Le professeur Auguste Malin ayant évoqué le cas de Kevin au cours d’un repas de famille, cette information ne tomba pas dans l’oreille d’un sourd. Le professeur André Malin demanda à son frère l’autorisation de consulter le dossier médical du jeune homme et de prélever quelques cellules à l’intérieur de ses joues.
Une semaine après les deux frères étaient réunis dans le bureau d’Auguste à l’hôpital St Anne.
Le professeur André Malin ouvrit le dossier qu’il avait apporté :
- Je suis formel, ton patient ne relève pas de la psychopathologie, mais de l’épigénétique !
- Explique-toi André !
- Alors que la génétique correspond à l’étude des gènes, l’épigénétique s’intéresse à une « couche » d’informations complémentaires qui définit comment ces gènes vont être utilisés par une cellule… ou pas. En d’autres termes, l’épigénétique correspond à l’étude des changements dans l’activité des gènes, n’impliquant pas de modification de la séquence d’ADNet pouvant être transmis lors des divisions cellulaires. Contrairement aux mutations qui affectent la séquence d’ADN, les modifications épigénétiques sont réversibles.
- Je connais tes recherches en épigénétique, mais explique moi en quoi elles concernent le jeune Kevin.
- Dans mon laboratoire nous avons étudié les cellules de l’échantillon que nous avons prélevé. J’ai maintenant la certitude que son génome a été affecté par des modifications épigénétiques.

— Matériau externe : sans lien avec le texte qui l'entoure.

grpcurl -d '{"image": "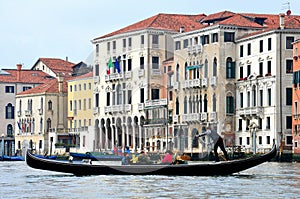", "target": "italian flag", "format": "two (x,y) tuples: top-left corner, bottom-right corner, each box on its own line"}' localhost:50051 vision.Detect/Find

(106, 57), (114, 75)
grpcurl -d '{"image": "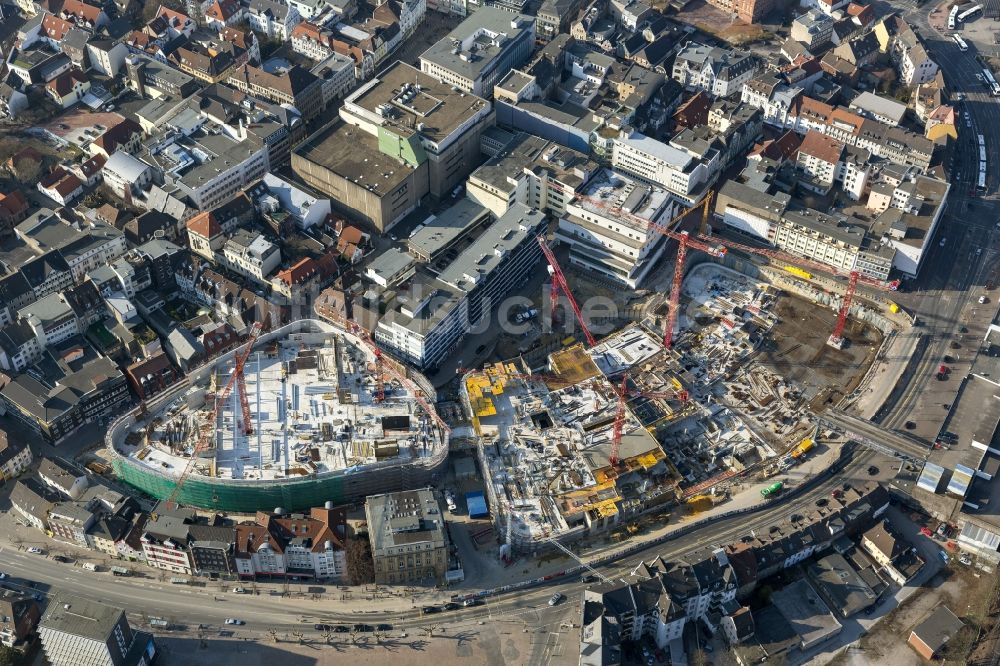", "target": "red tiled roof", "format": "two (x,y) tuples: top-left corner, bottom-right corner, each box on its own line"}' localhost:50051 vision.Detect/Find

(94, 118), (143, 155)
(205, 0), (240, 21)
(42, 14), (73, 41)
(187, 211), (222, 238)
(80, 153), (108, 178)
(0, 190), (28, 217)
(62, 0), (104, 25)
(278, 257), (319, 286)
(40, 166), (83, 197)
(799, 130), (844, 164)
(45, 68), (87, 98)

- Tu penses donc que son attirance pour la femelle chimpanzé résulterait de telles modifications ?
- Il y a grandes chances !
- Mais je pensais que tout était déjà inscrit dans nos gènes…

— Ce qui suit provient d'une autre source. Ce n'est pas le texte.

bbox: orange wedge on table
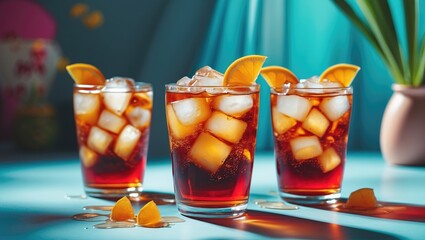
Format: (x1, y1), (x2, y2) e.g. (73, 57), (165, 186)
(137, 201), (161, 227)
(223, 55), (267, 86)
(110, 197), (134, 221)
(66, 63), (106, 85)
(345, 188), (378, 209)
(260, 66), (299, 88)
(319, 63), (360, 87)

- C’est ce qu’on croyait encore récemment ! Mais notre environnement a une influence sur notre génome par des modifications dites « épigénétiques ». Par exemple, avec des patrimoines génétiques identiques, deux jumeaux peuvent évoluer différemment en fonction de leurs environnements respectifs. Les individus, et par voie de conséquence leurs gènes, sont en effet soumis à de nombreux facteurs environnementaux : alimentation, maladies, médicaments et toxiques, stress, lieu et hygiène de vie, qui peuvent modifier autant leurs cellules que leur ADN. Ainsi dans les paires de jumeaux monozygotes, de grandes différences en ce qui concerne la trajectoire de vie ont été constatées. L’un pouvait développer une obésité et l’autre rester mince ; l’un pouvait être sain d’esprit et l’autre développer une pathologie mentale.
- C’est effarant !
- C’est d’autant plus effarant que nous avons comparé le génome de Kevin à celui d’un chimpanzé, ils ont de grandes similitudes…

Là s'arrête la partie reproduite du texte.